本文探讨了如何通过合理规划无向图转换为有向图的方式,使每个节点可达节点数的最小值最大化,以此来提高虚拟国家Berland的旅游吸引力。文章提出了一种基于强连通分量的解决方案。
Berland is a tourist country! At least, it can become such — the government of Berland is confident about this.
There are n cities in Berland, some pairs of which are connected by two-ways roads. Each road connects two different cities. In Berland there are no roads which connect the same pair of cities. It is possible to get from any city to any other city using given two-ways roads.
According to the reform each road will become one-way. It will be oriented to one of two directions.
To maximize the tourist attraction of Berland, after the reform for each city i the value ri will be calculated. It will equal to the number of cities x for which there is an oriented path from the city i to the city x. In other words, ri will equal the number of cities which can be reached from the city i by roads.
The government is sure that tourist's attention will be focused on the minimum value of ri.
Help the government of Berland make the reform to maximize the minimum of ri.
The first line contains two integers n, m (2 ≤ n ≤ 400 000, 1 ≤ m ≤ 400 000) — the number of cities and the number of roads.
The next m lines describe roads in Berland: the j-th of them contains two integers uj and vj (1 ≤ uj, vj ≤ n, uj ≠ vj), where uj and vj are the numbers of cities which are connected by the j-th road.
The cities are numbered from 1 to n. It is guaranteed that it is possible to get from any city to any other by following two-ways roads.

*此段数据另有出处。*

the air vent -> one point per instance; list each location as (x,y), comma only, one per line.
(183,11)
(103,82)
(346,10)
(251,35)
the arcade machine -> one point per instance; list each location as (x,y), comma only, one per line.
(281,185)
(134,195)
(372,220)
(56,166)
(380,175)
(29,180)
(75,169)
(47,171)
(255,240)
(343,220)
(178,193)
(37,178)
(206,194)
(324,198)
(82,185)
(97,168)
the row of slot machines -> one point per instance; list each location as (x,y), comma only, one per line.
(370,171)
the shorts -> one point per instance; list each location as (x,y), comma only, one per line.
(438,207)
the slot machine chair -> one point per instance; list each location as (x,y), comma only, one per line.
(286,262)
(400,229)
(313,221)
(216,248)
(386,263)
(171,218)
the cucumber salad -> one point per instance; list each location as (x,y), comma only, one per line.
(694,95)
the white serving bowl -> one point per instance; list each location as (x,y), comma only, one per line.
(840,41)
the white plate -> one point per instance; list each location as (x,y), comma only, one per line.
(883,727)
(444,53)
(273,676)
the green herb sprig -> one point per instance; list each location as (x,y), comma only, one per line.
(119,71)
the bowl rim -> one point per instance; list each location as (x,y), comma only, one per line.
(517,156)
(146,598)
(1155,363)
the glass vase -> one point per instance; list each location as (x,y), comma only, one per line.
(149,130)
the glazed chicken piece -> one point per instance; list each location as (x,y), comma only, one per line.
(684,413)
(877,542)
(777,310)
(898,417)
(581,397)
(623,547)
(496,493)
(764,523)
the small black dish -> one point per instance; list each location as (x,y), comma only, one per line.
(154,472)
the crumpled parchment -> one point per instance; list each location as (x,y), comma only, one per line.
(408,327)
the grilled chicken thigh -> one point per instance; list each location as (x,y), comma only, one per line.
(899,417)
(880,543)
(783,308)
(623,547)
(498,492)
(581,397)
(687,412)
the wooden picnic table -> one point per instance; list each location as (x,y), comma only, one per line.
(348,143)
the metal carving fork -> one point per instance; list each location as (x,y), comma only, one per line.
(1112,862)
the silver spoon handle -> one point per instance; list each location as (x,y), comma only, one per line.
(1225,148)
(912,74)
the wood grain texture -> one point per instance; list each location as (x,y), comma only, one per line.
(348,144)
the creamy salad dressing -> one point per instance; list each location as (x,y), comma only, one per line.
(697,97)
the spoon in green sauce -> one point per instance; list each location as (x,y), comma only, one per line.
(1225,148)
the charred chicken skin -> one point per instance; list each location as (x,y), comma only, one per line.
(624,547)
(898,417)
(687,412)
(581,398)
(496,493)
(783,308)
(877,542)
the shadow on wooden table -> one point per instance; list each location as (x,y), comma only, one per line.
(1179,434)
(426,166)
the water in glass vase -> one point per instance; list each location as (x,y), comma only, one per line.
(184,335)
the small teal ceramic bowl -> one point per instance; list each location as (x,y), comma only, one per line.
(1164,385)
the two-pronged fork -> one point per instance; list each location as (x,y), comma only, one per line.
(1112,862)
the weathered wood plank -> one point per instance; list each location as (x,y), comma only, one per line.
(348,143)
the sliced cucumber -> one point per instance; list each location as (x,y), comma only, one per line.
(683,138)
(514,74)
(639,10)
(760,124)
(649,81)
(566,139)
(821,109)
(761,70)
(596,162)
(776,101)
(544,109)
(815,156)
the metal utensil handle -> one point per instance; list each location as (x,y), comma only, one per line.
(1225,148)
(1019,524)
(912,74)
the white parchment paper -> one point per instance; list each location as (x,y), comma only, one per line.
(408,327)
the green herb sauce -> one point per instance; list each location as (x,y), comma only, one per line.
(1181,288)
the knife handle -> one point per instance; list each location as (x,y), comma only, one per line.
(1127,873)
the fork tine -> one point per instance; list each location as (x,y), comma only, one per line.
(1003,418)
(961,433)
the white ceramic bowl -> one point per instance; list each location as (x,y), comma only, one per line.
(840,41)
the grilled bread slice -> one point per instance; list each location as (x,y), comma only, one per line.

In Berland there are no roads which connect the same pair of cities.
In the first line print single integer — the maximum possible value min1 ≤ i ≤ n{ri} after the orientation of roads.
The next m lines must contain the description of roads after the orientation: the j-th of them must contain two integers uj, vj, it means that the j-th road will be directed from the city uj to the city vj. Print roads in the same order as they are given in the input data.
7 9 4 3 2 6 7 1 4 1 7 3 3 5 7 4 6 5 2 5
4 4 3 6 2 7 1 1 4 3 7 5 3 7 4 5 6 2 5
题意:给你一个无向图,现在让你转化为有向图,也就是给每条边赋方向,使得每个点能到达的点数的最小值最大,求出这个值,然后输出路的方向。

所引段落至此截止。